From the jitter tutorial documents in Max/MSP, I found that one way for motion tracking is to follow the trace of colour. The object jit.findbounds provides us the function to find the position of visual elements in a specific range of colour from a video which could also be the real time video from a camera. Then it would output a set of data which could be used for manipulating or generating audio and video for output.

Here is a screen shot of the whole Mas patch:

Screen Shot 2014-02-27 at 9.40.40 PM

This patch consists of three sections: the colour tracking part, the graphic generating part and the sound generating part. The same set of data is sent into both audio and video sections at the same time to manipulate the parameters for different effects.

The colour tracking section could also be divided into three parts: video input, colour picker and position tracker. Video input allows data from different sources like cameras, web-cams or video files. The colour picker part allows settings from either directly click on the colour pad or the Suckah object that masked on the video preview window. The position tracker would find out the top-left point and the bottom-right point of that colour range and output them. In this patch I use some mathematical expression to transform the data that illustrating the centre of that colour and the size as well so that we could get the position more precisely.

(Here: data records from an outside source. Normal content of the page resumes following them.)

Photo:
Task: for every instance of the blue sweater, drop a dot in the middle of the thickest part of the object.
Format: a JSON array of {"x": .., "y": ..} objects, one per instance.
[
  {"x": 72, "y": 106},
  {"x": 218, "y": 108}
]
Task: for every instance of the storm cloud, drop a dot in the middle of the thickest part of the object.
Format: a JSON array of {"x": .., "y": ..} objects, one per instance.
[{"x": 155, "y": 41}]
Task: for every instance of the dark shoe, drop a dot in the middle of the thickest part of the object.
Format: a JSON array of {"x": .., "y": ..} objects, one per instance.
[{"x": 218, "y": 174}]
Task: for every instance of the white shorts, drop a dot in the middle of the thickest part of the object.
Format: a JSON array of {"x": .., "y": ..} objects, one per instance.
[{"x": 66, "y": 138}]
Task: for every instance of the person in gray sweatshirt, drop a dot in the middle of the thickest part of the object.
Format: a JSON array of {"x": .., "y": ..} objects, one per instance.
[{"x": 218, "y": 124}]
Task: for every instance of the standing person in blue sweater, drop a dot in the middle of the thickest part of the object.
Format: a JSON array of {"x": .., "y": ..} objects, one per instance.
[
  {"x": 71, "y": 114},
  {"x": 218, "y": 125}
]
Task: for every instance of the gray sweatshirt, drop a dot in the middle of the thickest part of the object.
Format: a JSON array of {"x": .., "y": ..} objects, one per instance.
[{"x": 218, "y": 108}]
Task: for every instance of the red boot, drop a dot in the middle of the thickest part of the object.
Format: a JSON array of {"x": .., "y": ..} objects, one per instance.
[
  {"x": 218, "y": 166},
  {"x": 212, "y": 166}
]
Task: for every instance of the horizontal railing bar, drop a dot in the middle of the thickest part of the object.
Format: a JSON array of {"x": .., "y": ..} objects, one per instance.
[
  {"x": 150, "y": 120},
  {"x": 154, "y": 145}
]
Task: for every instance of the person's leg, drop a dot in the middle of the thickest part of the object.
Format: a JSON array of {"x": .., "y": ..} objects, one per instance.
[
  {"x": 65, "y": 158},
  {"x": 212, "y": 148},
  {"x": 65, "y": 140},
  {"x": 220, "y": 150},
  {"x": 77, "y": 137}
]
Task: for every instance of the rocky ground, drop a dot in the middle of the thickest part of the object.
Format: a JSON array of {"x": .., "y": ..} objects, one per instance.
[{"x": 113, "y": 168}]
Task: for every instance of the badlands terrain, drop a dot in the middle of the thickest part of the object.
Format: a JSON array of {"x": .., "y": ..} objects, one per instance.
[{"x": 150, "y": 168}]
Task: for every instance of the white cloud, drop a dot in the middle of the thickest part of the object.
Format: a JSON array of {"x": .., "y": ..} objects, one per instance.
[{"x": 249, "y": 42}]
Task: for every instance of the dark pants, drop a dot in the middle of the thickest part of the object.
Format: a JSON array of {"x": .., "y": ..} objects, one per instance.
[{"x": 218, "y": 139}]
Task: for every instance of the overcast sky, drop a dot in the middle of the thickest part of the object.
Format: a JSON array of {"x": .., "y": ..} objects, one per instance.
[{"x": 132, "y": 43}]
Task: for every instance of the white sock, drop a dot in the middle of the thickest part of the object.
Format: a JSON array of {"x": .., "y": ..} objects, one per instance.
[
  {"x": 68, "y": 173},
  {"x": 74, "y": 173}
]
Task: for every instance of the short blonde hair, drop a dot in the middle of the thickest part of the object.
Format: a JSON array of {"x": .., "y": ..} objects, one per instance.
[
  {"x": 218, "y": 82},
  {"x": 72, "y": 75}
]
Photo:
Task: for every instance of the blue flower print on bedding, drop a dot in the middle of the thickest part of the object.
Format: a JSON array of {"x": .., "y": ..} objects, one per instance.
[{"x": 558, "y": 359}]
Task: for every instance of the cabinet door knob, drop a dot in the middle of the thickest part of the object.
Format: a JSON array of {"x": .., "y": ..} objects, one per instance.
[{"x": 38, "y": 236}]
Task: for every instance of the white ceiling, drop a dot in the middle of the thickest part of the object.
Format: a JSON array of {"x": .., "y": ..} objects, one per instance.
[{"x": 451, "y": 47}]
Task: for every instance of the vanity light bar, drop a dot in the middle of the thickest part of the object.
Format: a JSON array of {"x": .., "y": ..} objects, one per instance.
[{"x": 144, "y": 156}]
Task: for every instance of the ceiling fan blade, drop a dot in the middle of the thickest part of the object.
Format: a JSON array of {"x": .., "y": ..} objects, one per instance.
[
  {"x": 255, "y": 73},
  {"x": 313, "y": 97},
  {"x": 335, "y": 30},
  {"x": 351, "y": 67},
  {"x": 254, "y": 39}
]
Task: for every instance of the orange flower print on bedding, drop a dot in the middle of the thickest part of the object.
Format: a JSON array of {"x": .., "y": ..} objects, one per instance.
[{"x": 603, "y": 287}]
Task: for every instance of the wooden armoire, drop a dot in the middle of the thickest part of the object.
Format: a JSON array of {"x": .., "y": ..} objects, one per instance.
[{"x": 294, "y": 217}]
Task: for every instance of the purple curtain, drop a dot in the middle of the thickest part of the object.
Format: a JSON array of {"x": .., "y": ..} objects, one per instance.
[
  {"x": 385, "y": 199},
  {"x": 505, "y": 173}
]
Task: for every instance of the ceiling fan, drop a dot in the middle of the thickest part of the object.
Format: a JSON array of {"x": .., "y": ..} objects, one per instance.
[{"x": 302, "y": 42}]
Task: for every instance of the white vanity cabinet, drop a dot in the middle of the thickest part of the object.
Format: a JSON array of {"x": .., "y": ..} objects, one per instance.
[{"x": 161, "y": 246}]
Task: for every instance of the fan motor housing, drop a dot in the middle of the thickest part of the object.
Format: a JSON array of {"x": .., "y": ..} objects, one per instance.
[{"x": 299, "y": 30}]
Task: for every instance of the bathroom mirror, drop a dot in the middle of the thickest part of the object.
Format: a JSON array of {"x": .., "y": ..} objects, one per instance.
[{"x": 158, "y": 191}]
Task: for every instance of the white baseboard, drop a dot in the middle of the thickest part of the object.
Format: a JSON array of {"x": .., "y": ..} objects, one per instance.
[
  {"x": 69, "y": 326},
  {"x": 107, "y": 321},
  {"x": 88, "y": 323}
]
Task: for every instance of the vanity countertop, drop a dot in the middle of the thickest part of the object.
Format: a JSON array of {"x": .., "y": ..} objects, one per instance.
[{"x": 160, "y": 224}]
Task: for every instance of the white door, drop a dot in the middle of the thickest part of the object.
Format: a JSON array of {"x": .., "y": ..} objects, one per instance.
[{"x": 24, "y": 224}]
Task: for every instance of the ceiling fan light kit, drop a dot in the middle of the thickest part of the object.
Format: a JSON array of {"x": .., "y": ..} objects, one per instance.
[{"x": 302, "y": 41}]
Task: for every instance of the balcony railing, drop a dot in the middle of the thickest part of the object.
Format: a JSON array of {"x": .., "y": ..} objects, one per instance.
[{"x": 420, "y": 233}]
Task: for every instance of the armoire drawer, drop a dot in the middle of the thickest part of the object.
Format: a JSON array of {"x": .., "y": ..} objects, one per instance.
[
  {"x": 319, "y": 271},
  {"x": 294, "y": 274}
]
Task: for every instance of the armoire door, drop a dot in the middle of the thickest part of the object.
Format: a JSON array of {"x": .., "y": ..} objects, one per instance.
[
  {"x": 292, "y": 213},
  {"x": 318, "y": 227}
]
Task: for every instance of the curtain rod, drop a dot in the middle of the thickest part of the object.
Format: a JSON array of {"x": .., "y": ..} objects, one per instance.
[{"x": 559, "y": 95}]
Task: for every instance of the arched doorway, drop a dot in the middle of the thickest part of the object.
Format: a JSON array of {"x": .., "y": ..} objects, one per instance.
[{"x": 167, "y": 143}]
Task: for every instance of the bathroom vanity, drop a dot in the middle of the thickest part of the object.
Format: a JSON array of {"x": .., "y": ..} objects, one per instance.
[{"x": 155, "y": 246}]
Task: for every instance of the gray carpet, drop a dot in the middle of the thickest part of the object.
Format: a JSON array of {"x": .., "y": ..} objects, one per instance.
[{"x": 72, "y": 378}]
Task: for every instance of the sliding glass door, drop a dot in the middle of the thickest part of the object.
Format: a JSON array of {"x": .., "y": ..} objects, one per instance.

The audio part of this patch is made by Russell Snyder, he built a audio adjusting section and a sound generating patch using the concept of river. Using this functions, the data of colour position is used to adjust the panning and volume of sound and at the same time mapped into sound generating. 

Previously I built a section that drawing rectangles using the colour position data, but it seems not that coherent with the sound effects. So I tried to find some other graphics. The Jitter Recipes show us some example of generating stunning visual effects. And I adapted one of the examples, Party Light by Andrew Benson in this patch to make the demo video.


Attached here is a demo video  experiments of audio visual effects using this colour tracking instrument:

Colour Tracking Experiments – AVE 2014 – submission 1 – jz

We have done three takes to exploring different possibilities under different settings of both audio and video. There is still some space for discovering new possibilities of this patch.


At this stage we did develop a effective motion tracking system by tracking the movement of colour. It could either be played on its own as an independent instrument or be combined with works of other group mates to develop some possibilities for the final performance. While using coloured objects in a bigger size, performers would be able to perform on the stage and at the same time tracked by the system. By this means it possible to combine the gestures and digital audiovisual effects together as a coherent performance.

However there is still something to be improved:

1. Sometimes the data of position still seems to flick which might cause some noise, I should improve the patch to smooth the changing of data.

2. The level of brightness could strongly influence the performance of colour tracking system. It seems to perform much better in brighter environment. As the stage of final performance would be pretty dark, I have to figure out a method to improve the performance of video recognition part in poor brightness.

3. Up till now the diversity in graphic aspect seems to be so limited, so more options for interaction would be added afterward.